Scheidung und Einwilligungsvorbehalt Sehr geehrte Forumgemeinde,
bei dem Scheidungsverfahren eines Betreuten geht es um die Reichweite des Einwilligungsvorbehalts.
Der Betreute (Schizophrenie) lebt in Scheidung, dh das Scheidungsverfahren ist anhängig. Der Betreute will absolut nichts mehr mit seiner Frau zu tun haben und würde am liebsten nicht mal zum Scheidungstermin gehen.
Die Ehefrau hat durch ihren Anwalt beantragt keinen Versorgungsausgleich durchzuführen. Der Rentenanspruch des Betreuten ist minimal, weit unter dem Sozialhilfeniveau.
Der Versorgungsausgleich würde aber etwa 100 Euro monatlich zugunsten des Betreuten ergeben, was seine künftige Rente verdreifachen würde.

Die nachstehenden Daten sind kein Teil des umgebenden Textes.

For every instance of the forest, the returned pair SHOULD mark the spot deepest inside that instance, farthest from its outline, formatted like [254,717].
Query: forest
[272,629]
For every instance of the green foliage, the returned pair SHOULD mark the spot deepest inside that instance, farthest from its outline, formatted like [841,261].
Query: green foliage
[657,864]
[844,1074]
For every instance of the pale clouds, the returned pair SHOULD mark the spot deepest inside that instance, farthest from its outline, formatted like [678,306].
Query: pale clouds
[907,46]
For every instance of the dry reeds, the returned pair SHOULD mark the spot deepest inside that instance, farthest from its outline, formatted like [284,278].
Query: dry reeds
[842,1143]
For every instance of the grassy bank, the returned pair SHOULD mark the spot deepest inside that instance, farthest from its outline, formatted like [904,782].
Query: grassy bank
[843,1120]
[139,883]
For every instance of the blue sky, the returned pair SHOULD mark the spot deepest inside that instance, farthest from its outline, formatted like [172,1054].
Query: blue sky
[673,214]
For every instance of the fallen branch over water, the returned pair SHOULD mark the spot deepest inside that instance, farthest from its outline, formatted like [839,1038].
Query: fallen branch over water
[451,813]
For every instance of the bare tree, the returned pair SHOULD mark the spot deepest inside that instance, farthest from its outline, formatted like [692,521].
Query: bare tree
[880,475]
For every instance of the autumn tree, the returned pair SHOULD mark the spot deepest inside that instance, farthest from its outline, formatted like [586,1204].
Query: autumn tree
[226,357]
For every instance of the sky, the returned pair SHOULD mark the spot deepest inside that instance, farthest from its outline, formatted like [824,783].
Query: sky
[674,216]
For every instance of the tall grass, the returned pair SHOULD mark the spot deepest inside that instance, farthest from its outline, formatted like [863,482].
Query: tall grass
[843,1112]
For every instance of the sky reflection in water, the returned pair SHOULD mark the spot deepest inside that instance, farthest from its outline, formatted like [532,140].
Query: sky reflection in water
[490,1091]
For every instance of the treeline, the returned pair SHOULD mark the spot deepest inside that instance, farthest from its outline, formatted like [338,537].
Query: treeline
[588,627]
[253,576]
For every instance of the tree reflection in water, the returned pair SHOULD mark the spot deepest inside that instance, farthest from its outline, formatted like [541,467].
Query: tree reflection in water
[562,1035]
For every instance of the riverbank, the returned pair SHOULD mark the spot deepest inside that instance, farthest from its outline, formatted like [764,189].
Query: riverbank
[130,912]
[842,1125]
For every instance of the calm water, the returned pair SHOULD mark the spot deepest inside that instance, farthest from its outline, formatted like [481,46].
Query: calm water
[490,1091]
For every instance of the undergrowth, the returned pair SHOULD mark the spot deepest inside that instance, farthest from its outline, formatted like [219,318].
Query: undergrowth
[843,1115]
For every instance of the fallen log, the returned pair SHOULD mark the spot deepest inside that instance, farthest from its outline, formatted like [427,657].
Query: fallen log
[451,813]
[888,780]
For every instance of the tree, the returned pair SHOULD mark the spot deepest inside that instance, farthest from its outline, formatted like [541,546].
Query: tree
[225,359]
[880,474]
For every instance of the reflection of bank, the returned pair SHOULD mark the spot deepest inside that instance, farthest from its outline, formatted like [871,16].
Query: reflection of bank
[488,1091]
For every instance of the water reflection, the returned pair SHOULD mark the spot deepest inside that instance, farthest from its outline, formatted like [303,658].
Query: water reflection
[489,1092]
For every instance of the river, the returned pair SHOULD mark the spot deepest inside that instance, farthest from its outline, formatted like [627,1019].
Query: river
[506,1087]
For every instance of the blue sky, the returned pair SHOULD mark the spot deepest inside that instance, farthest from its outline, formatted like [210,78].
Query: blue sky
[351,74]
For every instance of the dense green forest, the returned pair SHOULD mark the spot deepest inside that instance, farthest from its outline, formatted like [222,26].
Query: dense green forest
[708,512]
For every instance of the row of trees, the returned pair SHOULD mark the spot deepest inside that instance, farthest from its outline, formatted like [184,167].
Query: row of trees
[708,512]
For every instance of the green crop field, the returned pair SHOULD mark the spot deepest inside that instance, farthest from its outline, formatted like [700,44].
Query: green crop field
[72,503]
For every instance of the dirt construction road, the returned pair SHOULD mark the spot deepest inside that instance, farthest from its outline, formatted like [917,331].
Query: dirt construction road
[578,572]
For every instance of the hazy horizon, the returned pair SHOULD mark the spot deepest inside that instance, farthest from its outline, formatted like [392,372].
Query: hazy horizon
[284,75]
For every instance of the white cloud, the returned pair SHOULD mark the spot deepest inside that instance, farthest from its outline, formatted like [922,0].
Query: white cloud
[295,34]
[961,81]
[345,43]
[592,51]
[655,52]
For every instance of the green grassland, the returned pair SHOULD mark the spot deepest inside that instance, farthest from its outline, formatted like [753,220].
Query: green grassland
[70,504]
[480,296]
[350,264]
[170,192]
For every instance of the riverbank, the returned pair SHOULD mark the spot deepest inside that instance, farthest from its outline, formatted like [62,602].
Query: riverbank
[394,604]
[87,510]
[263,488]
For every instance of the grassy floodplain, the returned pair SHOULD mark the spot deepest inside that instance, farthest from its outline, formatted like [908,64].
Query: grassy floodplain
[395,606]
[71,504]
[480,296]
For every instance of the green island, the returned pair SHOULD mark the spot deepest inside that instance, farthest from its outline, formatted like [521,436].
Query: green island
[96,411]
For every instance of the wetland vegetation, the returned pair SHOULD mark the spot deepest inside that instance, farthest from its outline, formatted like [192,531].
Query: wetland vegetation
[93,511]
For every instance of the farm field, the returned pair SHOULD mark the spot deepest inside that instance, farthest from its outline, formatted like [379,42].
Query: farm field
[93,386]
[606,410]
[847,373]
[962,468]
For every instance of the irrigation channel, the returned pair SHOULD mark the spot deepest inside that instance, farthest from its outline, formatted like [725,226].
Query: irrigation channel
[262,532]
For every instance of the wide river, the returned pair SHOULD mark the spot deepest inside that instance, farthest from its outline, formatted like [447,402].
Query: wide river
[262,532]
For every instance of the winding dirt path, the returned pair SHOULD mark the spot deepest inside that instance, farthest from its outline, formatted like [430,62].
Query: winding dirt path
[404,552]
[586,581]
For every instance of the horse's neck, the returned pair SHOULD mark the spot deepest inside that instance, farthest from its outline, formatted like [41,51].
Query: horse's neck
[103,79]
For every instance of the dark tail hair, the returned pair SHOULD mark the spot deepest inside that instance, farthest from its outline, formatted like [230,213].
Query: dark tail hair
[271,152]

Er selber hat schon mehrfach geäußert, dass er nur geschieden werden will und sonst nichts von der Frau haben will. Keinen Unterhalt, keine Rente, einfach nichts.
Seit April besteht ein Einwilligungsvorbehalt in der Vermögenssorge. Die Betreuung umfasst u.a. die Aufgabenkreise Vermögenssorge und Vertretung im Scheidungs- und Scheidungsfolgeverfahren.
Es stellt sich die Frage, ob ein Verzicht auf den Versorgungsausgleich durch den Betreuten im Rahmen des Einwilligungsvorbehalts der Genehmigung des Betreuers bedarf. Weiterhin ist fraglich, ob die Genehmigung zu erteilen ist, weil es dem mutmaßlichen Willen des Betreuten entspricht.
Zwar bestehen Zweifel an der Geschäftsfähigkeit des Betreuten, aber in Bezug auf die Ehefrau scheintsein Wunsch, nichts mehr mit ihr zu tun haben zu wollen, anderseits eindeutig.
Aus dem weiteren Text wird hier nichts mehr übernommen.